Through data collection and collaboration with government schemes and the public sector oil companies, the effort at getting clean fuel in the form of cooking gas cylinders into distant villages is coming through, team member and researcher Rujuta Patil told VillageSquare.in.
Vadu is just off the Pune-Ahmednagar highway and close to the huge industrial belt, which stretches from Pune all the way Ranjangaon, and has a large floating population. Single men coming in search of jobs, some staying on others moving on — all of this is recorded.
Community-based intervention
Being a community-based program, it is essential to enroll locals in the data-gathering process. According to Juvekar, after visiting the 22 villages under their initial project, they got just two volunteers, both as cleaning staff. Today, 15 years later, the HDSS has a 190-member research team, half of it local residents. Juvekar said their only criterion at enrolment time is that the person is literate and ready to study further.
“In rural areas, once a woman has had children and subsequently undergone a hysterectomy, all by the age of 28, she is of no use to her husband. But if she is working, then it’s a different story,” he pointed out.

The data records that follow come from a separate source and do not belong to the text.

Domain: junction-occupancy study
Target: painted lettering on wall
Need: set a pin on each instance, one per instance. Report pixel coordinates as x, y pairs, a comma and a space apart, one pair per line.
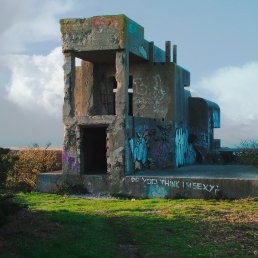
72, 161
173, 183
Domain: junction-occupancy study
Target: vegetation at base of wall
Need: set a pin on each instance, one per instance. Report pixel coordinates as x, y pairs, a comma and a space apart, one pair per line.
31, 161
65, 188
62, 226
248, 152
122, 196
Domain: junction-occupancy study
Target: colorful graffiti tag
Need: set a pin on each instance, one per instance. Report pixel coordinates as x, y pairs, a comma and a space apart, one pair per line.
139, 148
72, 161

Renuka Dhonak, one such volunteer in the HDSS team, said she was a matriculate and held a certificate for an Information Technology course when she was married. Two children later, she enrolled with the HDSS. Now she goes on her scooter from village to village with her tablet, entering data directly into the tab so there is no loss of time or corruption of data due to multiple agencies. Her status in the community has risen, which is a matter of pride for the entire family.

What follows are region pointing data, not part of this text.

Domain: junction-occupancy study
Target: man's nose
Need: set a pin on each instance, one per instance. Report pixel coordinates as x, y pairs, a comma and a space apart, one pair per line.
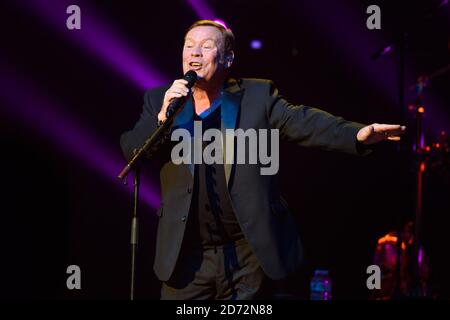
196, 52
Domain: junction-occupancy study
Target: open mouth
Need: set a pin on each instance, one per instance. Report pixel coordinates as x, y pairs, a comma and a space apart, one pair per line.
195, 65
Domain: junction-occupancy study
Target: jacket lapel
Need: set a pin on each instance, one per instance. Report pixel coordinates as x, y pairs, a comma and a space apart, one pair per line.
185, 120
231, 102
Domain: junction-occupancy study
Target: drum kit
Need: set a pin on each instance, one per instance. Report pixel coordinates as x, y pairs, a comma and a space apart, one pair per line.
401, 254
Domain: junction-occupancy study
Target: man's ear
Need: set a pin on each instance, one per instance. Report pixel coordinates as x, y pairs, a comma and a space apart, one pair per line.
229, 59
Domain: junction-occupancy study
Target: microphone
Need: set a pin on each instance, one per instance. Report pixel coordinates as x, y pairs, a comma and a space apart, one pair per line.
177, 103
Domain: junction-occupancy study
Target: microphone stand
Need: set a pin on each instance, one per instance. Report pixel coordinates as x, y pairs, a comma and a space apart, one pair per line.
150, 146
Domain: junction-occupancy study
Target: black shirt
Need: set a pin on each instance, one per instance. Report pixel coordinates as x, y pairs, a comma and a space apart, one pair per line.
212, 220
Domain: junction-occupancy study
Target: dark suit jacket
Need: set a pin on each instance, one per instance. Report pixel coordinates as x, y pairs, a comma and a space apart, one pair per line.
262, 214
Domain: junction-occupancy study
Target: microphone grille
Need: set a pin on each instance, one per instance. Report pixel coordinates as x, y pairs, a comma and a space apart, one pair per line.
191, 78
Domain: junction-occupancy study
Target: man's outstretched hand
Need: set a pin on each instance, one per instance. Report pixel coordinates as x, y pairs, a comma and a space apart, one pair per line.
378, 132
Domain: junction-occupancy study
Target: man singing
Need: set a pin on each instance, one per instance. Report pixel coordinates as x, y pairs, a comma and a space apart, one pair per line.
224, 231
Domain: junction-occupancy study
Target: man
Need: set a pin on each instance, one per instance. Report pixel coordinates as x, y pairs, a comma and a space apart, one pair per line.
224, 229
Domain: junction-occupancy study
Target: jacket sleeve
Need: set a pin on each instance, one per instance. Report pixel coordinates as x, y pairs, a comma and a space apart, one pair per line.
144, 127
312, 127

Currently, they are conducting clinical trials on the effect of reduced and alternate dose schedule of the already approved pneumococcal conjugate vaccine. Should this succeed, it will translate into lowered costs, since two doses will have to be administered instead of three leading to overall savings of a huge Rs. 20,000 per dose (including the cost of infrastructure, etc). Pneumonia is considered the third highest cause of child mortality in India.
While that is at the macro level, for the volunteers of the research team the Centre has been a vehicle of change. They are part of the digital world, able to connect with anyone anywhere at any time. Renuka Dhanak summed it up when she said, “I have become bindhaast (fearless)!”